Sexually and physically abused by her husband and other men, the caller, a new immigrant from the Philippines, didn’t know who to ask for help. She was randomly flipping through the phone book trying to see if she could recognize a Filipino name.
She found Batica, who is the founding member the Filipino American Women’s Network Minnesota chapter, an organization that provides support for trafficked women and helps them escape from abusive partners.
As a part of the International Visitor Leadership Program, the Minnesota International Center invited Thai government official Ranee Wongprajuablap, who met Thursday with Batica’s FAWN and other local nonprofit organizations, to learn from the ways the United States is combating the problem of human trafficking.
The United Nations defines human trafficking as “the recruitment, transportation, transfer, harboring or receipt of persons, by means of threat or use of force.”
Trafficked women are promised a better life in the United States, but in reality they’re being sexually exploited, Batica said. She added that they usually don’t report incidents of abuse.
According to the Minnesota Office of Justice Programs, it’s estimated that between 14,000 and 17,000 people are trafficked in the United States each year. Human trafficking victims are men, women, children and teenagers from all over the world.
Speaking about trafficked Asian women in the United States, FAWN member Corazon Brizuela said that many don’t realize they’re being exploited.
Local organizations like FAWN said they’re doing what they can to help human trafficking victims in Minnesota, but Batica said she wants to focus on the problem internationally.

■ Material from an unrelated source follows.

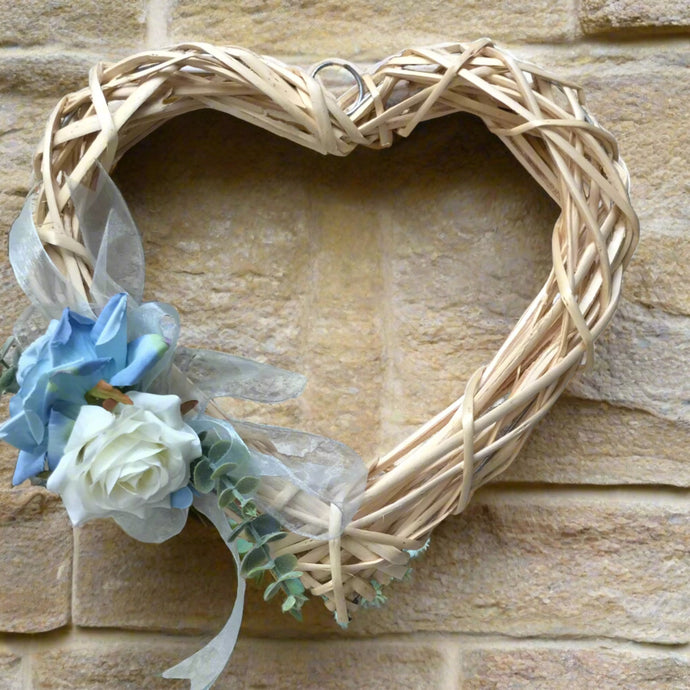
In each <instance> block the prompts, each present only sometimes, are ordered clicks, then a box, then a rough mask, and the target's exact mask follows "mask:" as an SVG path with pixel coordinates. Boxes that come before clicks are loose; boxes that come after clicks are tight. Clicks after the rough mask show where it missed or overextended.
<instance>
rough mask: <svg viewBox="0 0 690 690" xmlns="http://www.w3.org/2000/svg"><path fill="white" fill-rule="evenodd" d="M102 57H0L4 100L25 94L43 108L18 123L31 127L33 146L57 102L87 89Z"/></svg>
mask: <svg viewBox="0 0 690 690" xmlns="http://www.w3.org/2000/svg"><path fill="white" fill-rule="evenodd" d="M0 1H1V0H0ZM104 57H105V54H104V53H102V52H99V50H98V48H95V49H94V52H93V53H76V52H61V51H60V50H59V49H56V50H55V51H54V52H52V51H47V50H40V51H34V50H30V49H29V50H7V51H3V52H1V53H0V92H5V93H4V94H3V98H8V99H11V98H14V97H16V96H18V95H19V94H25V95H29V96H31V98H30V99H27V102H29V103H34V104H37V105H38V106H39V107H44V108H46V110H45V115H41V117H40V118H36V119H34V118H32V117H30V118H28V119H26V120H25V121H22V120H19V121H20V122H21V123H22V124H24V125H26V126H28V127H29V128H32V127H33V131H34V134H35V138H36V141H35V143H36V144H38V140H39V139H40V138H41V136H42V135H43V128H44V124H45V120H46V119H47V117H48V115H49V113H50V111H51V110H52V108H53V106H54V105H55V104H56V103H57V101H58V98H60V97H61V96H63V95H66V94H68V93H70V92H72V91H78V90H79V89H83V88H84V87H86V86H88V83H89V69H90V68H91V66H92V65H95V64H96V63H97V62H98V61H99V60H103V59H104ZM117 57H125V55H118V56H117ZM10 102H12V101H11V100H10Z"/></svg>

“We’re trying to save them down the stream, but what’s going on upstream?” Batica said.
Before she came to Minnesota, Wongprajuablap visited Washington and New York on an invitation from the U.S. Department of State.
Wongprajuablap said she wants to see how the laws regarding human trafficking are implemented in the United States versus Thailand.

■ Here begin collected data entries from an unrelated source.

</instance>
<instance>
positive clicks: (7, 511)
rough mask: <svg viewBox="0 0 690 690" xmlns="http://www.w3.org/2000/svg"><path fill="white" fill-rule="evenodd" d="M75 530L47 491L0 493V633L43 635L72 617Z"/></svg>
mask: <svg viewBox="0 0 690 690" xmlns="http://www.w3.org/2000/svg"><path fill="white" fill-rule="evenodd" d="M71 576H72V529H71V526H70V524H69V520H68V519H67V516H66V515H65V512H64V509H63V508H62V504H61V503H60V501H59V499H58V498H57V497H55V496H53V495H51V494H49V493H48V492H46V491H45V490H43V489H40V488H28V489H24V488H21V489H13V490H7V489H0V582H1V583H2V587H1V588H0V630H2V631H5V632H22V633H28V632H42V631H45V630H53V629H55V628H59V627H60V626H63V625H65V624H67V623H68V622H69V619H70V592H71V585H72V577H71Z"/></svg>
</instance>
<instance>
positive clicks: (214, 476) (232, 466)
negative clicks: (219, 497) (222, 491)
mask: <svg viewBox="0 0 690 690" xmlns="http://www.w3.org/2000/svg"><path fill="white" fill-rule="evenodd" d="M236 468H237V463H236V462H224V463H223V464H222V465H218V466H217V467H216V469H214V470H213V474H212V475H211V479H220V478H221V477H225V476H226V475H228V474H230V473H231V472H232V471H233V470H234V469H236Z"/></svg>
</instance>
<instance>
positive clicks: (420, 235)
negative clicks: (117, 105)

In addition to meeting with FAWN during her Thursday visit, Wongprajuablap also met with the Minnesota Department of Human Rights and the Civil Society in Minnesota.

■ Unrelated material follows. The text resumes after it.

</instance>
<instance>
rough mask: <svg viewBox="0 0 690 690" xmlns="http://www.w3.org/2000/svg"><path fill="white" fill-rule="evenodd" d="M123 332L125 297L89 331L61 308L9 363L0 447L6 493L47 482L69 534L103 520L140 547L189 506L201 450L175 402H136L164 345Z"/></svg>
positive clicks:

She said she would like to see the cooperation between nongovernmental organizations and the federal government applied to Thailand.
According to humantrafficking.org, through which organizations come together to combat human trafficking, Thailand is a destination country for those trafficked from Cambodia, Laos, China, Russia and Uzbekistan for sexual and labor exploitation.
Wongprajuablap said she hopes Thailand and neighboring countries will work together to solve the human trafficking problem.